= All the Angels =

Play by Nick Drake

All the Angels (full title All the Angels: Handel and the First Messiah) is a 2015 play with music by the British poet Nick Drake treating the 1742 Dublin premiere of Handel's Messiah and the actor-singer Susannah Cibber's involvement in it. Other historical figures such as the work's librettist Charles Jennens, the music historian Charles Burney and the soprano Christina Maria Avoglio also appear. It draws its name from Let all the angels of God worship Him, the chorus of Part II, Scene 4 from Messiah, itself quoting and titled after Hebrews 1:6.

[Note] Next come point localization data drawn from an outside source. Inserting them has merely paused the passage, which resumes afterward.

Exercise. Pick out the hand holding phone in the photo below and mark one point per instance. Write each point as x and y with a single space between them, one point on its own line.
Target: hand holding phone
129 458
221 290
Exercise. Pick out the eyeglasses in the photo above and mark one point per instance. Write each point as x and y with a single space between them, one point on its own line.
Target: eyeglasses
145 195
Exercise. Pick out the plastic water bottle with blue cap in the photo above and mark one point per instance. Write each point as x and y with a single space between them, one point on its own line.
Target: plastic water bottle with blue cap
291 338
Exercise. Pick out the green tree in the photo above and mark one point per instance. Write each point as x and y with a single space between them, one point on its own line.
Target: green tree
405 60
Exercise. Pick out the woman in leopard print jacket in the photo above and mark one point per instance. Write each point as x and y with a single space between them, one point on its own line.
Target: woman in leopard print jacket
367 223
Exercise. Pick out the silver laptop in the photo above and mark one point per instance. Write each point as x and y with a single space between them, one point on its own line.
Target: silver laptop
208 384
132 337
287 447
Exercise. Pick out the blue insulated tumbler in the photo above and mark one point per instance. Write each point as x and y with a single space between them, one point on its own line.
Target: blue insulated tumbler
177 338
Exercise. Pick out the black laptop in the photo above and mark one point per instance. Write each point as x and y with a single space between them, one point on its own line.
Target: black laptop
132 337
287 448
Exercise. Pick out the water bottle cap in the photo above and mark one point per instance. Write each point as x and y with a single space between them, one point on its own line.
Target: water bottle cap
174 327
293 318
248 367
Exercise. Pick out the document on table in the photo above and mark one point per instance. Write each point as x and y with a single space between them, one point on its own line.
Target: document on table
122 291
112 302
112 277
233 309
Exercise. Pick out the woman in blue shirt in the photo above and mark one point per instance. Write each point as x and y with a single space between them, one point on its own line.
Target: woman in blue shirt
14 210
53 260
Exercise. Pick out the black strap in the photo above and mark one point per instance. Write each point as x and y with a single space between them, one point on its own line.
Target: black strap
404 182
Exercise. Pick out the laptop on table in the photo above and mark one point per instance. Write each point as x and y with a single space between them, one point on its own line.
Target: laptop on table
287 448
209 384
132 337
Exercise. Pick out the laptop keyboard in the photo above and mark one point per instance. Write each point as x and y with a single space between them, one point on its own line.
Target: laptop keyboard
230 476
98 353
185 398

It briefly premiered from 26 June to 6 July 2015 at the Sam Wanamaker Theatre, directed by Jonathan Munby, followed by a longer run at the same venue from 6 December 2016 to 12 February 2017. In both productions Handel was played by David Horovitch, Cibber by Kelly Price and the choric figure of Crazy Crow (Note: "Crazy Crow" was the nickname of one George Hendrick, an eighteenth-century street porter (and body snatcher — in Jonathan Munby's 2015 production the character makes his first appearance on stage emerging from a grave) regularly employed by Dublin musicians.) by Sean Campion, with the music sung by members of Genesis Sixteen, the training programme of the choir The Sixteen.